Continue to clean data
library(dplyr)
##
## Attaching package: 'dplyr'
## The following objects are masked from 'package:stats':
##
## filter, lag
## The following objects are masked from 'package:base':
##
## intersect, setdiff, setequal, union
StormData_Health_Aggre <- aggregate(cbind(FATALITIES,INJURIES) ~ EVTYPE, data = StormData_Health, sum, na.rm=TRUE)
StormData_Health_Aggre <- arrange(StormData_Health_Aggre, desc(FATALITIES+INJURIES))
StormData_Health_Aggre_top <- StormData_Health_Aggre[1:10,]
Clean economy data for analysis
StormData_Economy$PROPDMGCALC [StormData_Economy$PROPDMG==0] <- 0
StormData_Economy$CROPDMGCALC [StormData_Economy$CROPDMG==0] <- 0
StormData_Economy$PROPDMGCALC [StormData_Economy$PROPDMGEXP=="H"| StormData_Economy$PROPDMGEXP=="h"]<- StormData_Economy$PROPDMG[StormData_Economy$PROPDMGEXP=="H"|StormData_Economy$PROPDMGEXP=="h"]*100
StormData_Economy$CROPDMGCALC [StormData_Economy$CROPDMGEXP=="H"| StormData_Economy$CROPDMGEXP=="h"]<- StormData_Economy$CROPDMG[StormData_Economy$CROPDMGEXP=="H"|StormData_Economy$CROPDMGEXP=="h"]*100
StormData_Economy$PROPDMGCALC [StormData_Economy$PROPDMGEXP=="K"| StormData_Economy$PROPDMGEXP=="k"]<- StormData_Economy$PROPDMG[StormData_Economy$PROPDMGEXP=="K"|StormData_Economy$PROPDMGEXP=="k"]*1000
StormData_Economy$CROPDMGCALC [StormData_Economy$CROPDMGEXP=="K"| StormData_Economy$CROPDMGEXP=="k"]<- StormData_Economy$CROPDMG[StormData_Economy$CROPDMGEXP=="K"|StormData_Economy$CROPDMGEXP=="k"]*1000
StormData_Economy$PROPDMGCALC [StormData_Economy$PROPDMGEXP=="M"| StormData_Economy$PROPDMGEXP=="m"]<- StormData_Economy$PROPDMG[StormData_Economy$PROPDMGEXP=="M"|StormData_Economy$PROPDMGEXP=="m"]*1000000
StormData_Economy$CROPDMGCALC [StormData_Economy$CROPDMGEXP=="M"| StormData_Economy$CROPDMGEXP=="m"]<- StormData_Economy$CROPDMG[StormData_Economy$CROPDMGEXP=="M"|StormData_Economy$CROPDMGEXP=="m"]*1000000
StormData_Economy$PROPDMGCALC [StormData_Economy$PROPDMGEXP=="B"| StormData_Economy$PROPDMGEXP=="b"]<- StormData_Economy$PROPDMG[StormData_Economy$PROPDMGEXP=="B"|StormData_Economy$PROPDMGEXP=="b"]*1000000000
StormData_Economy$CROPDMGCALC [StormData_Economy$CROPDMGEXP=="B"| StormData_Economy$CROPDMGEXP=="b"]<- StormData_Economy$CROPDMG[StormData_Economy$CROPDMGEXP=="B"|StormData_Economy$CROPDMGEXP=="b"]*1000000000
StormData_Economy_Aggre <- aggregate(cbind(PROPDMGCALC,CROPDMGCALC)~EVTYPE, data = StormData_Economy, sum, na.rm=TRUE)

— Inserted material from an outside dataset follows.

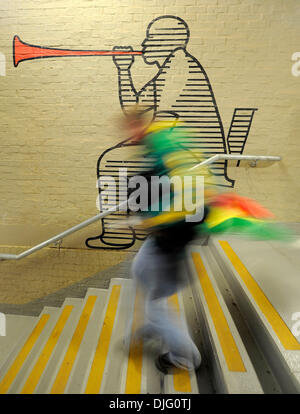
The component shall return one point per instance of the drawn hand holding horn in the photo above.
(123, 61)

StormData_Economy_Aggre <- arrange(StormData_Economy_Aggre, desc(PROPDMGCALC+CROPDMGCALC))
StormData_Economy_Aggre_top <- StormData_Economy_Aggre[1:10,]
Visualize results for health data
Based on fatalities and injuries, tornados do the most health damange followed by wind, heat, floods, lightning, and cold weather.
head(StormData_Health_Aggre_top)
## EVTYPE FATALITIES INJURIES
## 1 Tornado 5633 91368
## 2 Wind 1207 11299
## 3 Heat 3119 9224
## 4 Flood 1486 8582
## 5 LIGHTNING 816 5230
## 6 Cold Weather 605 3205
library(ggplot2)
qplot(EVTYPE, FATALITIES+INJURIES, data = StormData_Health_Aggre_top, main = "Impact of Weather Events on Health Damange")
Visualize results for economic data
Based on property and crop, floods do the most economic damange followed by multiple events, tornados, storm surges, wind and hail.
head(StormData_Economy_Aggre_top)
## EVTYPE PROPDMGCALC CROPDMGCALC
## 1 Flood 167004467270 12170542100
## 2 Multiple Event 80750771250 4202571910
## 3 Tornado 56942011330 364958360
## 4 STORM SURGE 43323536000 5000
## 5 Wind 17456763670 1963516550
## 6 Hail 15974043220 3021882450
qplot(EVTYPE, PROPDMGCALC+CROPDMGCALC, data = StormData_Economy_Aggre_top, main = "Impact of Weather Events on Economic Damange")
Tornados cause the most health damage while floods cause the most economic damange. Tornados also is a top 6 in terms of economic damage and floods is a top 6 for health damage.